(no subject)

Dec 09, 2006 12:07



Today is full of nostolgia. Driving home from Tarus', I was overcome by thoughts. I'm always losing myself to memories, what could have been, what should have been. What brought on this onslaught of sadness? Christina's song, Hurt.

What would I say if I could see them again? What would I possibly say to explain why I didn't go? I don't know why I still berate myself for it. Seven years, and I still feel like scum. They lay in their death beds, and I never went to see them. How horrible was I? I loved them so much, and when they needed me, I wasn't there. Every year around this time, I get like this.

Our family isn't what it used to be. They were our glue. They made the holidays. I don't feel the joy. I haven't felt it in a long time. Dad says I'm just a cranky miserable person. Isn't that something great to hear from your own father? I know I have plenty to be happy for, but I just don't feel it. They say the holidays are for families. What the hell?
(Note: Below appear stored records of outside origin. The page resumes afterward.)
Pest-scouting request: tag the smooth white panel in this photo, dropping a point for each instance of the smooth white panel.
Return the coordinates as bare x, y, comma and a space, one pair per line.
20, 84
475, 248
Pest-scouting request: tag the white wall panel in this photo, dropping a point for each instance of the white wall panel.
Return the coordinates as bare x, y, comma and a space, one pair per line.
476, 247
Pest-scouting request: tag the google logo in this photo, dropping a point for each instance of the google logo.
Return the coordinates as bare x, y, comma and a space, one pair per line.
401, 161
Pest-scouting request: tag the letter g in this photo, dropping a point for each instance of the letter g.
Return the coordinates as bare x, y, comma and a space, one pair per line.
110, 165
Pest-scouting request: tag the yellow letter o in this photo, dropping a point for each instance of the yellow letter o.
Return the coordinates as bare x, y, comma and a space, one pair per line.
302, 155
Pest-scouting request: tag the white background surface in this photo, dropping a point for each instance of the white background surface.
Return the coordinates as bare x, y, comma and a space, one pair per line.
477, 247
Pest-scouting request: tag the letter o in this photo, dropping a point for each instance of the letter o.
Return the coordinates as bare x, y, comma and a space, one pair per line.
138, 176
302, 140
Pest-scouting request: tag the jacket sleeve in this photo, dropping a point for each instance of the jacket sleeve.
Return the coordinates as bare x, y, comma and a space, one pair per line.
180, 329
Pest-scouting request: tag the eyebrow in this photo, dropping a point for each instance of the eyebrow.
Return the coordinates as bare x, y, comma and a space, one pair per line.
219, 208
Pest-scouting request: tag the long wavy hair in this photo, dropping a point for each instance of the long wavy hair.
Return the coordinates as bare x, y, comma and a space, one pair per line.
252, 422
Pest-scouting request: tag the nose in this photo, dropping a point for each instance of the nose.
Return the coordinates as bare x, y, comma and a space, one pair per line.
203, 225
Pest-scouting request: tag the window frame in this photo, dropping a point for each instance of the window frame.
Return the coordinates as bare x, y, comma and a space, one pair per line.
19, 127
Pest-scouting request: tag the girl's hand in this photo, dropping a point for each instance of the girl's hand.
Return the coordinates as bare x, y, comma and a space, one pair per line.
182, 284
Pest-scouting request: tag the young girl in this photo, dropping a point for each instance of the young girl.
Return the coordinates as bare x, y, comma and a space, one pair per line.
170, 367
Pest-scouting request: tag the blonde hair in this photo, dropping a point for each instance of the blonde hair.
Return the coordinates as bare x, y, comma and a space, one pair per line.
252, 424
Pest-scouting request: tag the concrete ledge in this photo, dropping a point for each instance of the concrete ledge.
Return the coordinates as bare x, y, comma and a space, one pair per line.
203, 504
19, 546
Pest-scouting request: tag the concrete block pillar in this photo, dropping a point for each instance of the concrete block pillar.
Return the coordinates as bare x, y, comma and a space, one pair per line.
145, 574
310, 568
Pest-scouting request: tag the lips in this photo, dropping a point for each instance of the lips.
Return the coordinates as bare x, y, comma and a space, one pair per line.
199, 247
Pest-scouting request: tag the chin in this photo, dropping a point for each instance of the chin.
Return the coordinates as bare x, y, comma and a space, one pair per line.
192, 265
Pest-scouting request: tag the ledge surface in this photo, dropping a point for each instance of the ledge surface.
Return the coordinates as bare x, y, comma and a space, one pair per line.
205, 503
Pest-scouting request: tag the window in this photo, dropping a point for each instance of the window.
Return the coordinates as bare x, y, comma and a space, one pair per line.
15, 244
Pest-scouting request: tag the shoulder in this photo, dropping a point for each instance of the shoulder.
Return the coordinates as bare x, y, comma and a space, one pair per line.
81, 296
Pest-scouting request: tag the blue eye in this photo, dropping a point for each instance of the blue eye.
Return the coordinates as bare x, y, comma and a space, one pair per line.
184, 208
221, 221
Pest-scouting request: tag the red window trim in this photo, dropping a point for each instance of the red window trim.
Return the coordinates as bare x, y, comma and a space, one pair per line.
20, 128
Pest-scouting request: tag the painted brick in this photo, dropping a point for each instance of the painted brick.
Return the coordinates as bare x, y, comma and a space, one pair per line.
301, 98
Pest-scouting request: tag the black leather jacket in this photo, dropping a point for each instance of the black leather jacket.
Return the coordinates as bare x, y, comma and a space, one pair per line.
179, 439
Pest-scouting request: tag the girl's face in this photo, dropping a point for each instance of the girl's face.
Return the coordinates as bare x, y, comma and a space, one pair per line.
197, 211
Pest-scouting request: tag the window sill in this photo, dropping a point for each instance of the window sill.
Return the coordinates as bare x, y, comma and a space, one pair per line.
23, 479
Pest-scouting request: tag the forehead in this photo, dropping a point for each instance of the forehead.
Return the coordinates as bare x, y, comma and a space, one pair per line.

I alienated myself from both sides. Why? Beats me. I know I don't help matters any, but... Is it fucked up to say that it's easier to not be close with them?

What am I saying? How fucked up am I? Of course it's fucked up. I make no sense what so ever.

If thats the case. Why don't I want to see them? Why do I find it so hard to go and visit? Either side? Why do I get so nervous I feel sick to my stomach, just driving toward their houses? I haven't done anything bad, I haven't become some sort of criminal, drug addict, suicidal freak... So why is it hard for me to go? Why? I don't understand it.

Cancer's are supposed to be so family oriented. Why is the only family I feel close to, is my mom? What is it in my brain that says, Evette, only cling to your mom. Blame everything on your dad. Your mom is your savior? Why do I still harbor such hatred to the man who helped create me? He's an asshole at times. A very hard man to please. Someone who always compares me to him. 23 years, and I should know this. Why do I still feel so threatened by him? Afraid?

I know these are all questions I should be able to answer for myself. I know that I shouldn't even HAVE these questions.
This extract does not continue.